Participating in the #BeThankfulChallenge this month (post one thing you’re thankful for on Facebook/Twitter every day from November 1 – Thanksgiving Day) proved a couple of things to me.

  • First, I find it much more difficult to be grateful–and positive about my life–than I would have hoped.  Some days, it was a struggle for me to come up with one…single…thing that I felt grateful for.  Okay, I could have taken the easy way out and said something like, “Today I am thankful for chocolate” (which is always true).  But when I tried to come up with something really specific to the day at hand, I often had to think very hard.
  • Second, item the first says much more about me than it says about my life.  I have so much to be grateful for, daily, that it should be a struggle to narrow it down.  But I’ve realized that I tend to notice the stuff I’m not grateful for, the stuff that irritates me or hurts me or makes me sad, much more than I pay attention to the things I’m grateful for.

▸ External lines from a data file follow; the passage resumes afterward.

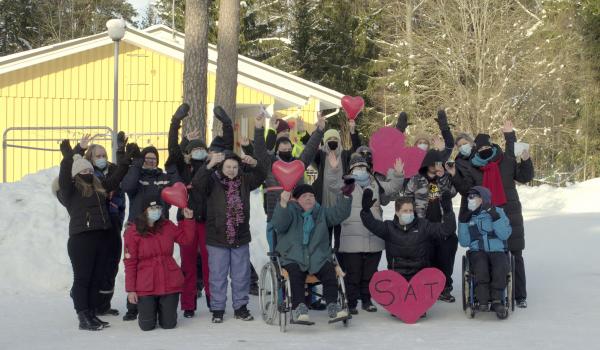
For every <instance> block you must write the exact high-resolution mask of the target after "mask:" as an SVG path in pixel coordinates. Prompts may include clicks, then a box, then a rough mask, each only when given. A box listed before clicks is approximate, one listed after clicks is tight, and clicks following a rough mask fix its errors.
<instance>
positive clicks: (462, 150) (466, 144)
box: [458, 143, 473, 157]
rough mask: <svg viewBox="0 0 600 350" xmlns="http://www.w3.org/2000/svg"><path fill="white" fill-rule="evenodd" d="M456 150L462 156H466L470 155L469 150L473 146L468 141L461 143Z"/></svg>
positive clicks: (472, 149) (470, 154) (467, 156)
mask: <svg viewBox="0 0 600 350" xmlns="http://www.w3.org/2000/svg"><path fill="white" fill-rule="evenodd" d="M458 151H459V152H460V154H462V155H463V156H465V157H468V156H470V155H471V152H472V151H473V146H471V144H470V143H465V144H464V145H462V146H460V147H459V148H458Z"/></svg>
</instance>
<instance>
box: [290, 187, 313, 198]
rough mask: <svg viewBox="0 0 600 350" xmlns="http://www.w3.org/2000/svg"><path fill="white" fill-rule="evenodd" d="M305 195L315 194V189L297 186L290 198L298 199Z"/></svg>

I want to change this about myself.  So I’m going to work on being more grateful for everything and less focused on what I lack and what didn’t go the way I hoped it would.  I will try to remember the counsel President Monson gave in his recent talk on gratitude: “If ingratitude be numbered among the serious sins, then gratitude takes its place among the noblest of virtues.”

It is unbecoming for someone who has been blessed as much as I have to feel somehow as if I have been deprived or disadvantaged.  Do I have challenges? Yes.  Do I have bad days?  Yes.  But in the balance, the good of my life far outweighs the bad.  I hope it will become easier for me to remember that, and to notice it in the details more often.